Human Rights Committee, session 109 (2013)

Recommendations/observations on corporal punishment in the Human Rights Committee's concluding observations to states examined in session 109 (14 October - 1 November 2013)

Bolivia

(6 December 2013, CCPR/C/BOL/CO/3, Concluding observations on third report, para. 16)

"The Committee is concerned by the fact that there is no explicit prohibition of corporal punishment as a disciplinary measure in the home or in institutional settings. The Committee is also concerned that corporal punishment continues to be used as a punishment in the community-based justice system (arts. 7, 24 and 27).

The State party should take steps to put an end to corporal punishment in all domains.

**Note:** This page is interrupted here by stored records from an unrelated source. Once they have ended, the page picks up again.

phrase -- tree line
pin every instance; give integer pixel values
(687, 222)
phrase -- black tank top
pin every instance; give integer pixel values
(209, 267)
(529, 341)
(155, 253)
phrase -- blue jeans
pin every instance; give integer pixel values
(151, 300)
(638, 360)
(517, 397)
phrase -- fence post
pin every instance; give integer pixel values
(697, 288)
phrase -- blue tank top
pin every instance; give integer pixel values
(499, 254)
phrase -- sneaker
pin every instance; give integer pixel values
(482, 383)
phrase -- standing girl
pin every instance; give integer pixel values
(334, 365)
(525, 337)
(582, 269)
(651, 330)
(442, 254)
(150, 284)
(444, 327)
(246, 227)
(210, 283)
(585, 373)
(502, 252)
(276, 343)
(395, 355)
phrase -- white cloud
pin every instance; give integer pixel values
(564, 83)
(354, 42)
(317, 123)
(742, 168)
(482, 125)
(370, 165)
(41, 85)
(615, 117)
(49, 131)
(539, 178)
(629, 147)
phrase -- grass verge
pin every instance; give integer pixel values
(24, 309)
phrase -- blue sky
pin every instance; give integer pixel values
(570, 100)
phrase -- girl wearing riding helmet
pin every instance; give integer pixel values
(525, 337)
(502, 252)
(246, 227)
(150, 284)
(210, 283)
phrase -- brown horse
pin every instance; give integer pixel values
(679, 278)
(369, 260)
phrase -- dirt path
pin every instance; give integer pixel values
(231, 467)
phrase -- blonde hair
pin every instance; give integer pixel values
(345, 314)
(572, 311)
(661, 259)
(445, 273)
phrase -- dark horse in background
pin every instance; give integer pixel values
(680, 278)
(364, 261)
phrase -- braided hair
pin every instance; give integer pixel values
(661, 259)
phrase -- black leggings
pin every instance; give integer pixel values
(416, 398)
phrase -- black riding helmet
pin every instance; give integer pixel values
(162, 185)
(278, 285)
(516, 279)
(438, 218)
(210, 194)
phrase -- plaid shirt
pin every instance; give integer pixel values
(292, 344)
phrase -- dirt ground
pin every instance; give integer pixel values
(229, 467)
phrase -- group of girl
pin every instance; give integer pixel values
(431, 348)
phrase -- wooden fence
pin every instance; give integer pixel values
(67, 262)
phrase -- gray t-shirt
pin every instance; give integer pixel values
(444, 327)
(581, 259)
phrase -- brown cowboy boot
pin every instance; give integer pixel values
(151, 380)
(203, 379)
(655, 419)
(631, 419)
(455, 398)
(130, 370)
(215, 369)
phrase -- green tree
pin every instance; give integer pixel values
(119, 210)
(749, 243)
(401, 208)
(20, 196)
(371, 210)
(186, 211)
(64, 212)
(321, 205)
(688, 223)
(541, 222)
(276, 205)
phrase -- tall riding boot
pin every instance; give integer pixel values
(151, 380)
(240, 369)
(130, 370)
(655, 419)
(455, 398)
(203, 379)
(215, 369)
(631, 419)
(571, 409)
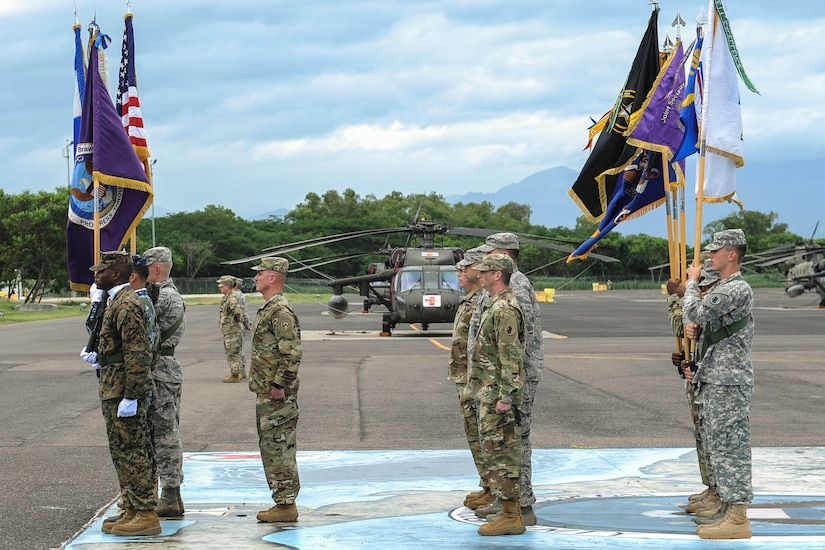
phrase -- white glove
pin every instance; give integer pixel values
(126, 408)
(90, 357)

It should also encourage non-violent forms of discipline as alternatives to corporal punishment and conduct public information campaigns in the native indigenous campesino and other jurisdictions in order to raise awareness among the general public of the prohibition and harmful effects of corporal punishment."

Djibouti

(19 November 2013, CCPR/C/DJI/CO/1, Concluding observations on initial report, para. 14)

"The Committee expresses concern that corporal punishment is not explicitly prohibited in the State party. It expresses concern that it is tolerated in the home, where it is traditionally practised although unreported (arts. 7 and 24).

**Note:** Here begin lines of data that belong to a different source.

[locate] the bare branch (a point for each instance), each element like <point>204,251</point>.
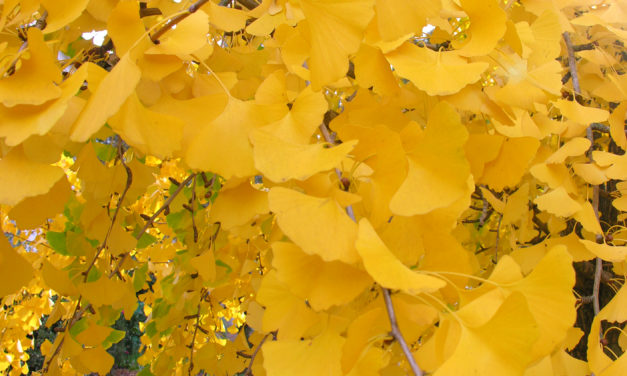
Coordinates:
<point>398,336</point>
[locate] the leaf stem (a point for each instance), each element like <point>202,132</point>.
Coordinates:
<point>164,29</point>
<point>398,336</point>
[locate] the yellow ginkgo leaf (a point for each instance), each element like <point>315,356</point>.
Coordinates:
<point>500,347</point>
<point>335,31</point>
<point>373,70</point>
<point>58,280</point>
<point>481,149</point>
<point>386,269</point>
<point>319,356</point>
<point>190,35</point>
<point>222,145</point>
<point>24,178</point>
<point>280,160</point>
<point>33,211</point>
<point>20,122</point>
<point>617,125</point>
<point>322,284</point>
<point>148,131</point>
<point>573,148</point>
<point>487,26</point>
<point>107,99</point>
<point>95,359</point>
<point>548,291</point>
<point>297,213</point>
<point>581,114</point>
<point>438,169</point>
<point>227,19</point>
<point>437,73</point>
<point>15,271</point>
<point>606,251</point>
<point>125,26</point>
<point>284,310</point>
<point>238,205</point>
<point>398,18</point>
<point>588,218</point>
<point>37,79</point>
<point>61,13</point>
<point>511,164</point>
<point>558,202</point>
<point>205,264</point>
<point>590,172</point>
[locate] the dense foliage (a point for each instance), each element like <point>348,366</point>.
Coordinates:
<point>313,187</point>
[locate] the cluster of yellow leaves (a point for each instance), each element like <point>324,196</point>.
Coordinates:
<point>256,176</point>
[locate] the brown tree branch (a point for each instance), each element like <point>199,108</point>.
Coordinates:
<point>572,65</point>
<point>129,181</point>
<point>164,29</point>
<point>396,333</point>
<point>249,370</point>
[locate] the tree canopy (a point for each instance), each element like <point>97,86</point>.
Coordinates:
<point>315,187</point>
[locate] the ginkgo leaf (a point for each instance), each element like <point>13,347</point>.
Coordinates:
<point>438,169</point>
<point>398,18</point>
<point>36,81</point>
<point>590,172</point>
<point>617,125</point>
<point>190,35</point>
<point>95,359</point>
<point>284,310</point>
<point>511,164</point>
<point>297,213</point>
<point>61,13</point>
<point>606,251</point>
<point>558,202</point>
<point>24,178</point>
<point>58,280</point>
<point>124,26</point>
<point>386,269</point>
<point>322,284</point>
<point>238,205</point>
<point>148,131</point>
<point>33,211</point>
<point>20,122</point>
<point>227,19</point>
<point>574,147</point>
<point>319,356</point>
<point>335,31</point>
<point>547,290</point>
<point>15,271</point>
<point>373,70</point>
<point>487,26</point>
<point>581,114</point>
<point>205,264</point>
<point>499,347</point>
<point>280,160</point>
<point>107,99</point>
<point>222,145</point>
<point>437,73</point>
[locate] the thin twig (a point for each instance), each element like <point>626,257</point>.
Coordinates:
<point>191,346</point>
<point>249,370</point>
<point>193,203</point>
<point>164,29</point>
<point>572,62</point>
<point>572,65</point>
<point>151,220</point>
<point>165,205</point>
<point>398,336</point>
<point>129,181</point>
<point>330,139</point>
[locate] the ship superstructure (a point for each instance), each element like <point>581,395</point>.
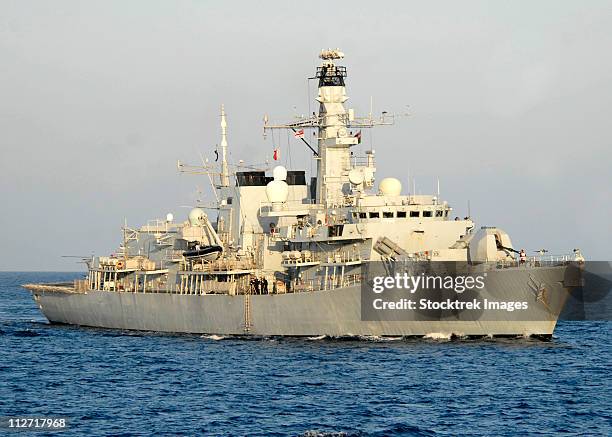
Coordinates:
<point>286,255</point>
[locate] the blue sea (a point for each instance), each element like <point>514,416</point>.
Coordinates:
<point>108,382</point>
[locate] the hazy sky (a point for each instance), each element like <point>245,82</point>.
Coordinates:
<point>510,106</point>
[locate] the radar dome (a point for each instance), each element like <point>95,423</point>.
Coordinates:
<point>197,217</point>
<point>390,187</point>
<point>279,173</point>
<point>356,177</point>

The State party should take practical steps to put an end to corporal punishment of children in all settings, including in the home. It should encourage non-violent forms of discipline and conduct public information campaigns to raise awareness of the harmful effects of any form of violence against children."

Mauritania

(21 November 2013, CCPR/C/MRT/CO/1, Concluding observations on initial report, para. 16 (as at 2 December in French only)

"While noting the State party's adoption of Ordinance No. 2005-015 of 5 December 2005 on the judicial protection of the child, the Committee is concerned that corporal punishment of children in the State party continue and are not explicitly prohibited by law (art. 7 and 24).

The State party should take effective measures to end the practice of corporal punishment in all circumstances. It should encourage the use of non-violent discipline as an alternative to corporal punishment and conduct information to raise awareness of the harmful consequences of such violence campaigns."